Talkin’ Jazz Lecture Series
Jazz Arts Project Presents Its 10th Annual Talkin’ Jazz Lecture Series
Click here to secure your ticket(s) for April 2017 Talkin’ Jazz.
April is National Jazz Appreciation month initiated by the Smithsonian Institute and established by an act of Congress. It is an annual celebration that pays tribute to jazz as an historic and living American art form. Since 2008, Jazz Arts Project has participated by curating a series of lectures and Q & A panels featuring noted jazz luminaries and scholars, hosted & moderated by Joe Muccioli, Artistic Director of Jazz Arts Project. This free community event is a great introduction to jazz for novices or a wonderful extension of knowledge for connoisseurs.

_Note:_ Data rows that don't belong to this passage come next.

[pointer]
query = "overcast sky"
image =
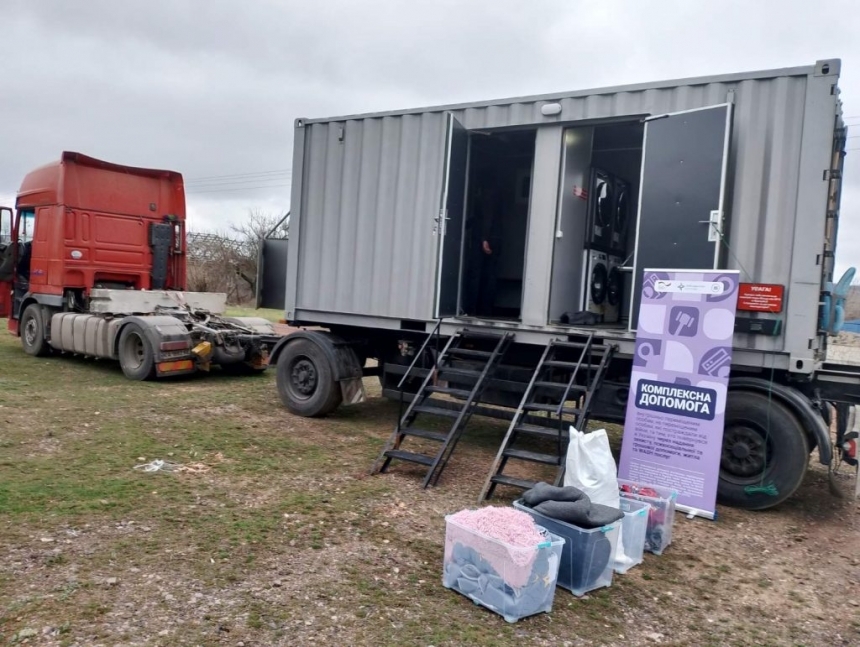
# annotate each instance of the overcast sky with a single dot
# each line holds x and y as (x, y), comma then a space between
(210, 88)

- Monday, April 3, 2017 – 7:00 pm “One for the Count!” — Tribute to Count Basie — Guest Speaker: Darrell Lawrence Willis
- Monday, April 10, 2017 – 7:00 pm “Mulligan Stew” — The Life & Music of Gerry Mulligan — Guest Speaker: Sanford Josephson
- Monday April 17, 2017 – 7:00pm “100 Years of Ella!” — Guest Speaker: Champian Fulton
Jazz icon, Count Basie, was born William James Basie August 21, 1904 in Red Bank, New Jersey. Count Basie is considered one of the greatest bandleaders of all times. He was the arbiter of the big band swing sound and his unique style of fusing the blues and jazz forms established swing as a predominant music style. Basie changed the jazz landscape and shaped mid-20th century popular music, duly earning the title “King of Swing” because he made the world want to dance.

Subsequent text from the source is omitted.